Ivosidenib is currently approved by the FDA for the treatment of patients with acute myeloid leukemia (AML) with a susceptible IDH1 mutation. It is specifically approved for patients with newly-diagnosed AML who are ≥75 years old or who have comorbidities that preclude use of intensive induction chemotherapy; as well as for patients with relapsed or refractory AML.

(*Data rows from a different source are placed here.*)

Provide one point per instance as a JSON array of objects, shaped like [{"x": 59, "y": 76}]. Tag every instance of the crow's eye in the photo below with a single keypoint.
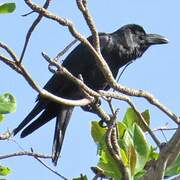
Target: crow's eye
[{"x": 141, "y": 37}]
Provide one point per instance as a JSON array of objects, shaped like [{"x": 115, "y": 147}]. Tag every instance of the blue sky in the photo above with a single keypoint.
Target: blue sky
[{"x": 157, "y": 71}]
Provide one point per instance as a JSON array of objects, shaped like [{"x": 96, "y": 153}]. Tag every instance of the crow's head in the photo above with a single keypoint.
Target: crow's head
[{"x": 135, "y": 39}]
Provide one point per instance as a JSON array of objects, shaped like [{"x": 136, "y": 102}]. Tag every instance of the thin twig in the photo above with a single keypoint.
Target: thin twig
[
  {"x": 128, "y": 100},
  {"x": 102, "y": 63},
  {"x": 52, "y": 170},
  {"x": 25, "y": 153},
  {"x": 65, "y": 49},
  {"x": 31, "y": 29},
  {"x": 82, "y": 5}
]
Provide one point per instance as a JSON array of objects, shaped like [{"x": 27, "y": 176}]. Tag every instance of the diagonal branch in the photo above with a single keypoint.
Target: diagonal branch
[
  {"x": 102, "y": 63},
  {"x": 31, "y": 29}
]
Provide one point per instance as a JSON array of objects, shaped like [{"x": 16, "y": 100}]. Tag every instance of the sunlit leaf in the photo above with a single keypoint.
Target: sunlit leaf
[
  {"x": 106, "y": 162},
  {"x": 1, "y": 117},
  {"x": 7, "y": 103},
  {"x": 131, "y": 117},
  {"x": 82, "y": 177},
  {"x": 132, "y": 158},
  {"x": 7, "y": 8},
  {"x": 142, "y": 148},
  {"x": 174, "y": 168}
]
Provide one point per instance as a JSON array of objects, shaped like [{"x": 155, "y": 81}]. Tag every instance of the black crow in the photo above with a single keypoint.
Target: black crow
[{"x": 118, "y": 48}]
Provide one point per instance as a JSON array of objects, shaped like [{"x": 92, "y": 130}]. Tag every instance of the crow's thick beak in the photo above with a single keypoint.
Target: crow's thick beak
[{"x": 153, "y": 39}]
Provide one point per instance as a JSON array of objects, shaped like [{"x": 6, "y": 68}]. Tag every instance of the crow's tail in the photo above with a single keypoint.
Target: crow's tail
[
  {"x": 35, "y": 111},
  {"x": 60, "y": 128}
]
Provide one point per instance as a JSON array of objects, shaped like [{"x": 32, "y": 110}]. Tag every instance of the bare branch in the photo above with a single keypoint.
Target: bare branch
[
  {"x": 31, "y": 29},
  {"x": 25, "y": 153},
  {"x": 82, "y": 5},
  {"x": 102, "y": 63},
  {"x": 128, "y": 100},
  {"x": 52, "y": 170}
]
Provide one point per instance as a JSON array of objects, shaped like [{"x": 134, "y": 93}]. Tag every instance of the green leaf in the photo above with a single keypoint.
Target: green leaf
[
  {"x": 106, "y": 162},
  {"x": 4, "y": 170},
  {"x": 153, "y": 154},
  {"x": 7, "y": 8},
  {"x": 132, "y": 159},
  {"x": 142, "y": 148},
  {"x": 121, "y": 129},
  {"x": 146, "y": 116},
  {"x": 82, "y": 177},
  {"x": 97, "y": 132},
  {"x": 7, "y": 103},
  {"x": 1, "y": 117},
  {"x": 174, "y": 168},
  {"x": 131, "y": 117}
]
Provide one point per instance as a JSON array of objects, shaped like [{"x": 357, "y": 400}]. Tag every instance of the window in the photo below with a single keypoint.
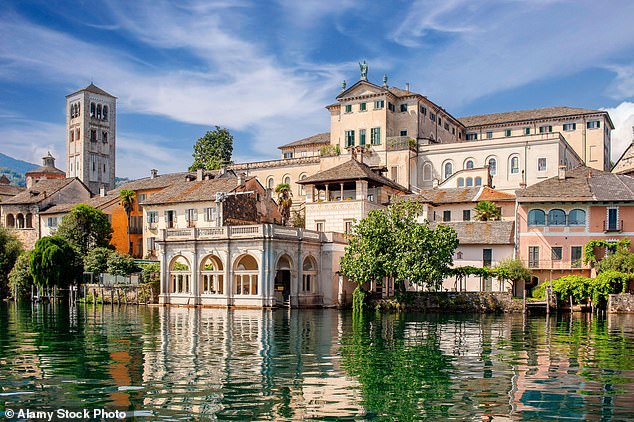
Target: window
[
  {"x": 349, "y": 138},
  {"x": 448, "y": 167},
  {"x": 536, "y": 218},
  {"x": 545, "y": 129},
  {"x": 493, "y": 166},
  {"x": 515, "y": 165},
  {"x": 375, "y": 136},
  {"x": 533, "y": 256},
  {"x": 575, "y": 256},
  {"x": 556, "y": 217},
  {"x": 577, "y": 218},
  {"x": 210, "y": 214}
]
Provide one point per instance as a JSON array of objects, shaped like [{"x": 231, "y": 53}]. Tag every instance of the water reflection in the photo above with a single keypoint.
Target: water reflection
[{"x": 259, "y": 364}]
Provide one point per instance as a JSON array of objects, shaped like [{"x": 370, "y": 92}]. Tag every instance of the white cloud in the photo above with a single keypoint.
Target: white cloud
[{"x": 623, "y": 119}]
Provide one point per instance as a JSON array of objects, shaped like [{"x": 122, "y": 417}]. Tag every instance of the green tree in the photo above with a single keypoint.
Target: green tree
[
  {"x": 126, "y": 199},
  {"x": 284, "y": 201},
  {"x": 85, "y": 228},
  {"x": 54, "y": 262},
  {"x": 213, "y": 150},
  {"x": 121, "y": 264},
  {"x": 10, "y": 249},
  {"x": 96, "y": 261},
  {"x": 20, "y": 278},
  {"x": 487, "y": 211},
  {"x": 390, "y": 243}
]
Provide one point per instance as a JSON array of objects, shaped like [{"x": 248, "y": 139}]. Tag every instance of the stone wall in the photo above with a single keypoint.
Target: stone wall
[
  {"x": 621, "y": 303},
  {"x": 484, "y": 302}
]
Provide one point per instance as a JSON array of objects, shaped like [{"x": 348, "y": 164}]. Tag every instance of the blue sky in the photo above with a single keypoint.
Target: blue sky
[{"x": 266, "y": 69}]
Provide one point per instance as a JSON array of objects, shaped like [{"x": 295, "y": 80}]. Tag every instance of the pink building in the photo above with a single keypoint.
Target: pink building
[{"x": 557, "y": 217}]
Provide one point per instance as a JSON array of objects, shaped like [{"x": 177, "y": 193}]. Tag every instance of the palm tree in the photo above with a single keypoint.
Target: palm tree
[
  {"x": 284, "y": 201},
  {"x": 487, "y": 211},
  {"x": 126, "y": 199}
]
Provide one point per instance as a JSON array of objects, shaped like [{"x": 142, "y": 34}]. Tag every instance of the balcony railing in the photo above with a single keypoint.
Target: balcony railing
[{"x": 613, "y": 226}]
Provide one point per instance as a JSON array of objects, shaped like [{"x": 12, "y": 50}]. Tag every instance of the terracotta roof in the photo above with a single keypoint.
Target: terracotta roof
[
  {"x": 581, "y": 184},
  {"x": 351, "y": 170},
  {"x": 320, "y": 138},
  {"x": 194, "y": 191},
  {"x": 524, "y": 115},
  {"x": 625, "y": 164},
  {"x": 482, "y": 232},
  {"x": 459, "y": 195},
  {"x": 40, "y": 190},
  {"x": 94, "y": 89}
]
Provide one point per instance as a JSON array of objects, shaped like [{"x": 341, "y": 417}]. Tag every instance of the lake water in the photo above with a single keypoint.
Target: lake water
[{"x": 179, "y": 363}]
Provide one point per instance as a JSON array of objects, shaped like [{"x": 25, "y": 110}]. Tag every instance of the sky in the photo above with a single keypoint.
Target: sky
[{"x": 266, "y": 69}]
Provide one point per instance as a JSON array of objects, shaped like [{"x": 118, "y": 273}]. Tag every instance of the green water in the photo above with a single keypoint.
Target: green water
[{"x": 181, "y": 363}]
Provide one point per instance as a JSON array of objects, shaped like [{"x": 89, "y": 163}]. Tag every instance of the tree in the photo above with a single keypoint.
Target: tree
[
  {"x": 487, "y": 211},
  {"x": 10, "y": 249},
  {"x": 54, "y": 262},
  {"x": 85, "y": 228},
  {"x": 392, "y": 244},
  {"x": 126, "y": 199},
  {"x": 213, "y": 150},
  {"x": 96, "y": 261},
  {"x": 20, "y": 278},
  {"x": 284, "y": 201}
]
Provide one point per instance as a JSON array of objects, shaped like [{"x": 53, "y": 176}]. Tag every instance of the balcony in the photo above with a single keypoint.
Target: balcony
[{"x": 613, "y": 226}]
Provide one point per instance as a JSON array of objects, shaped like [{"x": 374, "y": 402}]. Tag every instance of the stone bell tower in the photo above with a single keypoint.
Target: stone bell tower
[{"x": 91, "y": 123}]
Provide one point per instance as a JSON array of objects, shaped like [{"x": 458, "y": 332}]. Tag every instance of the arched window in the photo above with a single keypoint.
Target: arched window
[
  {"x": 427, "y": 172},
  {"x": 309, "y": 275},
  {"x": 493, "y": 166},
  {"x": 536, "y": 218},
  {"x": 556, "y": 217},
  {"x": 514, "y": 165},
  {"x": 211, "y": 276},
  {"x": 179, "y": 275},
  {"x": 577, "y": 218},
  {"x": 448, "y": 169},
  {"x": 246, "y": 276}
]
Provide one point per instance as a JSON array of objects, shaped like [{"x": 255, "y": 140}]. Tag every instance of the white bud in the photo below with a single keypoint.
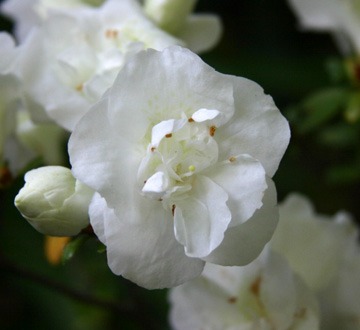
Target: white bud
[
  {"x": 54, "y": 202},
  {"x": 169, "y": 15}
]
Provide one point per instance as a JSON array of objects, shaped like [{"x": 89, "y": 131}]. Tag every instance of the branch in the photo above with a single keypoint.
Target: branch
[{"x": 119, "y": 309}]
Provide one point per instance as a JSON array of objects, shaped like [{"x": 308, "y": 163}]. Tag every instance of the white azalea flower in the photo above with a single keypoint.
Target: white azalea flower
[
  {"x": 30, "y": 13},
  {"x": 12, "y": 153},
  {"x": 45, "y": 140},
  {"x": 181, "y": 157},
  {"x": 200, "y": 32},
  {"x": 54, "y": 202},
  {"x": 79, "y": 55},
  {"x": 341, "y": 17},
  {"x": 265, "y": 295},
  {"x": 324, "y": 251}
]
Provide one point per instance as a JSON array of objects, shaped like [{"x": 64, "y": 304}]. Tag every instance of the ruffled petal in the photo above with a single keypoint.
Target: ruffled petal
[
  {"x": 243, "y": 243},
  {"x": 244, "y": 180},
  {"x": 145, "y": 251},
  {"x": 202, "y": 218},
  {"x": 257, "y": 127}
]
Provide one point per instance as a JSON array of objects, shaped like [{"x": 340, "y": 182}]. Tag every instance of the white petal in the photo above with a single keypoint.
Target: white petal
[
  {"x": 96, "y": 213},
  {"x": 156, "y": 185},
  {"x": 244, "y": 180},
  {"x": 144, "y": 249},
  {"x": 190, "y": 85},
  {"x": 202, "y": 218},
  {"x": 159, "y": 131},
  {"x": 257, "y": 127},
  {"x": 201, "y": 32},
  {"x": 202, "y": 304},
  {"x": 104, "y": 160},
  {"x": 243, "y": 243},
  {"x": 205, "y": 114}
]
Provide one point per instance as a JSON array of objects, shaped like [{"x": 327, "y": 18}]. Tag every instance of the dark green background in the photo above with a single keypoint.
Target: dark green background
[{"x": 262, "y": 42}]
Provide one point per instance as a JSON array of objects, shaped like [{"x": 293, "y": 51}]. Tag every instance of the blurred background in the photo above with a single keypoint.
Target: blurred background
[{"x": 261, "y": 41}]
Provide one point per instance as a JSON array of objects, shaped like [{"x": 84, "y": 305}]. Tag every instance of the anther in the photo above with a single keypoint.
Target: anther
[
  {"x": 111, "y": 34},
  {"x": 232, "y": 300}
]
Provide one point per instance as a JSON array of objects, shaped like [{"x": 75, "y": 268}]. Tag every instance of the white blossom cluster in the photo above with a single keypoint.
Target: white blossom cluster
[
  {"x": 306, "y": 278},
  {"x": 172, "y": 164}
]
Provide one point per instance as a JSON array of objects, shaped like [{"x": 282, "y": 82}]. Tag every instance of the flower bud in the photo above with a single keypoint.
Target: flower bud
[{"x": 54, "y": 202}]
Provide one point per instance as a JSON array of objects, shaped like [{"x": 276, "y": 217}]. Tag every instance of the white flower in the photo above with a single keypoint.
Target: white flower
[
  {"x": 30, "y": 13},
  {"x": 9, "y": 92},
  {"x": 12, "y": 153},
  {"x": 78, "y": 55},
  {"x": 324, "y": 251},
  {"x": 54, "y": 202},
  {"x": 200, "y": 32},
  {"x": 45, "y": 140},
  {"x": 341, "y": 17},
  {"x": 265, "y": 295},
  {"x": 181, "y": 157}
]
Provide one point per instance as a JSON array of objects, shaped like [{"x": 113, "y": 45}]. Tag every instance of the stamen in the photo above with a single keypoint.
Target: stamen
[{"x": 212, "y": 130}]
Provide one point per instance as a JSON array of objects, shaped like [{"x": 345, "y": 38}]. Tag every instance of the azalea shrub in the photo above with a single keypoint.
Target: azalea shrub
[{"x": 173, "y": 164}]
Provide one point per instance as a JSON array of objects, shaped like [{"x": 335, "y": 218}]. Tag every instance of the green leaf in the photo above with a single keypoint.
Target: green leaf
[
  {"x": 352, "y": 110},
  {"x": 336, "y": 69},
  {"x": 322, "y": 107},
  {"x": 72, "y": 247}
]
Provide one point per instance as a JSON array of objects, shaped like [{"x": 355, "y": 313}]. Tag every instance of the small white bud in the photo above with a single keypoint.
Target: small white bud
[{"x": 54, "y": 202}]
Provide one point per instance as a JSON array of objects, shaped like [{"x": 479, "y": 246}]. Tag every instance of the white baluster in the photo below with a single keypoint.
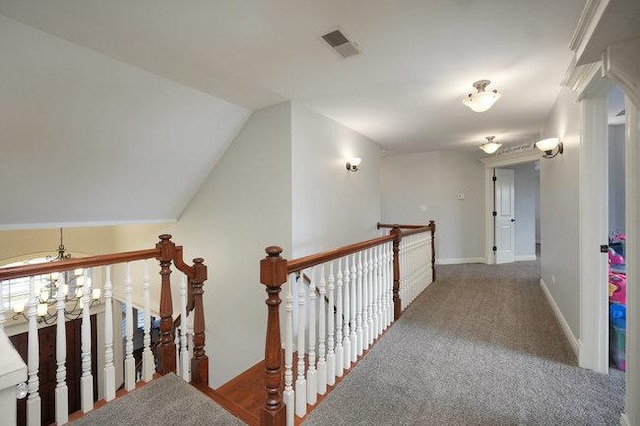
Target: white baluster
[
  {"x": 129, "y": 361},
  {"x": 364, "y": 295},
  {"x": 376, "y": 292},
  {"x": 354, "y": 309},
  {"x": 383, "y": 287},
  {"x": 347, "y": 318},
  {"x": 2, "y": 307},
  {"x": 339, "y": 348},
  {"x": 312, "y": 378},
  {"x": 389, "y": 285},
  {"x": 33, "y": 359},
  {"x": 184, "y": 351},
  {"x": 322, "y": 309},
  {"x": 301, "y": 382},
  {"x": 370, "y": 298},
  {"x": 109, "y": 368},
  {"x": 176, "y": 342},
  {"x": 62, "y": 393},
  {"x": 403, "y": 275},
  {"x": 331, "y": 357},
  {"x": 148, "y": 361},
  {"x": 86, "y": 380},
  {"x": 289, "y": 394}
]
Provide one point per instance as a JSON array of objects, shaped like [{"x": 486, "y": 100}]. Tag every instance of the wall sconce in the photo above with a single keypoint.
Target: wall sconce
[
  {"x": 353, "y": 164},
  {"x": 548, "y": 146}
]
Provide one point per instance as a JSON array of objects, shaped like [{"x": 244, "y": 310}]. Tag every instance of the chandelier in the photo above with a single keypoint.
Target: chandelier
[{"x": 46, "y": 289}]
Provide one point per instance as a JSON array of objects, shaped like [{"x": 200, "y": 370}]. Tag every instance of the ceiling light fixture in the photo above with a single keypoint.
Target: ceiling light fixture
[
  {"x": 548, "y": 145},
  {"x": 353, "y": 164},
  {"x": 483, "y": 100},
  {"x": 490, "y": 146},
  {"x": 45, "y": 291}
]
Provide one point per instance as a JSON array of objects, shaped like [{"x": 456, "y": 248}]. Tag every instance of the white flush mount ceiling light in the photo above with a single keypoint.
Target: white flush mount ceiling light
[
  {"x": 548, "y": 146},
  {"x": 353, "y": 164},
  {"x": 490, "y": 146},
  {"x": 483, "y": 100}
]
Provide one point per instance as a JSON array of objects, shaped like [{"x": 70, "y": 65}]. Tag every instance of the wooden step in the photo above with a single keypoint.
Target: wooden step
[{"x": 244, "y": 394}]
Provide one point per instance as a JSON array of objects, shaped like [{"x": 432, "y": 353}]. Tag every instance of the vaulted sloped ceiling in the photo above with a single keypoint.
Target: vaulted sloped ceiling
[
  {"x": 87, "y": 139},
  {"x": 82, "y": 111}
]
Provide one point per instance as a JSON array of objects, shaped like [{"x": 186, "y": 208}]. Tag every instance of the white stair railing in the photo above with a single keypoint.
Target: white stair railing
[
  {"x": 33, "y": 360},
  {"x": 72, "y": 300},
  {"x": 345, "y": 300}
]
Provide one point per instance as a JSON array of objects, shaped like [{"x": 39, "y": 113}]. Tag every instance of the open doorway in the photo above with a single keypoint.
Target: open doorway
[{"x": 617, "y": 273}]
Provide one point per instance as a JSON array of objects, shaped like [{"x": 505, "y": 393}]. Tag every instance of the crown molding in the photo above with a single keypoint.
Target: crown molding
[
  {"x": 586, "y": 22},
  {"x": 621, "y": 63},
  {"x": 579, "y": 77}
]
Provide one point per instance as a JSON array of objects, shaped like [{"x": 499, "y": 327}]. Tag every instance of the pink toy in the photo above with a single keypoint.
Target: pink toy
[
  {"x": 620, "y": 282},
  {"x": 615, "y": 258}
]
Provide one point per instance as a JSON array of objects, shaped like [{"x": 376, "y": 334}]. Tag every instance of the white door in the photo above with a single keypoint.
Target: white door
[{"x": 505, "y": 216}]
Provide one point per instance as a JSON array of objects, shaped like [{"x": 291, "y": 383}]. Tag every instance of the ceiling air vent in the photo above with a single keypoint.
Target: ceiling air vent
[{"x": 341, "y": 44}]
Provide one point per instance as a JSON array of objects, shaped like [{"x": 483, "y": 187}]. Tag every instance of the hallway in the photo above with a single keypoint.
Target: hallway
[{"x": 479, "y": 347}]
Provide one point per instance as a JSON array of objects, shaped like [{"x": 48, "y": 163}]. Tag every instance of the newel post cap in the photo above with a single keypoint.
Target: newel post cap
[{"x": 273, "y": 268}]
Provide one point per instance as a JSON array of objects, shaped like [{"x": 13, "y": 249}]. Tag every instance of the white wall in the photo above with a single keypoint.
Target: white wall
[
  {"x": 616, "y": 178},
  {"x": 243, "y": 207},
  {"x": 560, "y": 210},
  {"x": 525, "y": 183},
  {"x": 89, "y": 140},
  {"x": 332, "y": 206},
  {"x": 434, "y": 180}
]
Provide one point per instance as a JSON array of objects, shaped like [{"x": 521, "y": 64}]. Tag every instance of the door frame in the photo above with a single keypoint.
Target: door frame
[
  {"x": 501, "y": 175},
  {"x": 490, "y": 164}
]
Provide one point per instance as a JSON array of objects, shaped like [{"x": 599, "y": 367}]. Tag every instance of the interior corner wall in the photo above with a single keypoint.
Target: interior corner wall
[
  {"x": 434, "y": 180},
  {"x": 242, "y": 207},
  {"x": 616, "y": 179},
  {"x": 332, "y": 206},
  {"x": 560, "y": 210},
  {"x": 525, "y": 211}
]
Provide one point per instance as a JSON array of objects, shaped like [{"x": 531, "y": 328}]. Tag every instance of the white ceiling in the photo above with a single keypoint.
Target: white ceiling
[{"x": 418, "y": 57}]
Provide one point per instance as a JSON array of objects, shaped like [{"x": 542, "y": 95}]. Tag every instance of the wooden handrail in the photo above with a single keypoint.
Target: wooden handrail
[
  {"x": 167, "y": 253},
  {"x": 387, "y": 225},
  {"x": 301, "y": 263},
  {"x": 274, "y": 270}
]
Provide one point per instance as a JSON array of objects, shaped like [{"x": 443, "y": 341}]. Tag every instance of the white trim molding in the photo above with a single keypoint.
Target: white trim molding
[
  {"x": 621, "y": 63},
  {"x": 460, "y": 261},
  {"x": 525, "y": 257},
  {"x": 586, "y": 17},
  {"x": 624, "y": 420},
  {"x": 575, "y": 343}
]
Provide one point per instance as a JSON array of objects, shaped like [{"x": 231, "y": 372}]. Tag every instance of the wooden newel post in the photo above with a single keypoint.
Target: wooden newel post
[
  {"x": 397, "y": 306},
  {"x": 166, "y": 349},
  {"x": 200, "y": 361},
  {"x": 273, "y": 273},
  {"x": 432, "y": 224}
]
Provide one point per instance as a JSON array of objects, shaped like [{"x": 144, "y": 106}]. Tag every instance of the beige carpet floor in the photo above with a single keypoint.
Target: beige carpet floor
[{"x": 480, "y": 346}]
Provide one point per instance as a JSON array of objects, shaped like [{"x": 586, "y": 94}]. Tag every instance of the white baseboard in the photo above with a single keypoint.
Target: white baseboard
[
  {"x": 575, "y": 344},
  {"x": 624, "y": 420},
  {"x": 459, "y": 261},
  {"x": 525, "y": 257}
]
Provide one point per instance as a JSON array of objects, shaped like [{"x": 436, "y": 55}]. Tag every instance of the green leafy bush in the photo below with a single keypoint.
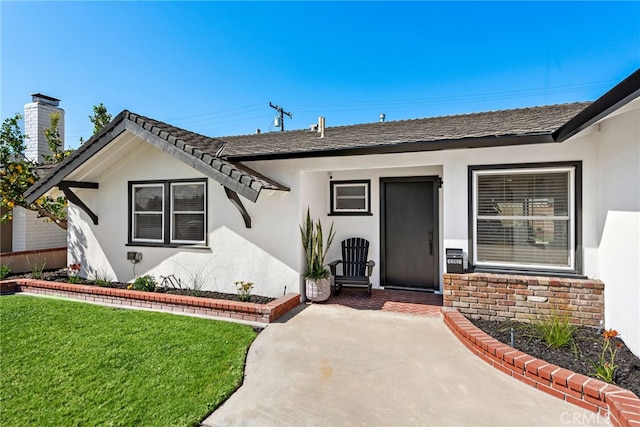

Abou-Alfa GK, Macarulla T, Javle MM, et al. Ivosidenib in IDH1-mutant, chemotherapy-refractory cholangiocarcinoma (ClarIDHy): a multicentre, randomised, double-blind, placebo-controlled, phase 3 study [published May 13, 2020]. Lancet Oncol. https://doi.org/10.1016/S1470-2045(20)30157-1
The median progression-free survival was 2.7 versus 1.4 months, for ivosidenib and placebo, respectively (HR, 0.37; 95% CI, 0.25-0.54; P <.0001). In addition to the primary endpoint of PFS, the IDH1 inhibitor also showed a non-statistically significant improvement in overall survival (OS). Despite more than half of patients crossing over (57%), there was a 31% trend toward reduction in the risk of death with ivosidenib (HR, 0.69; 95% CI, 0.44-1.10; P = .06).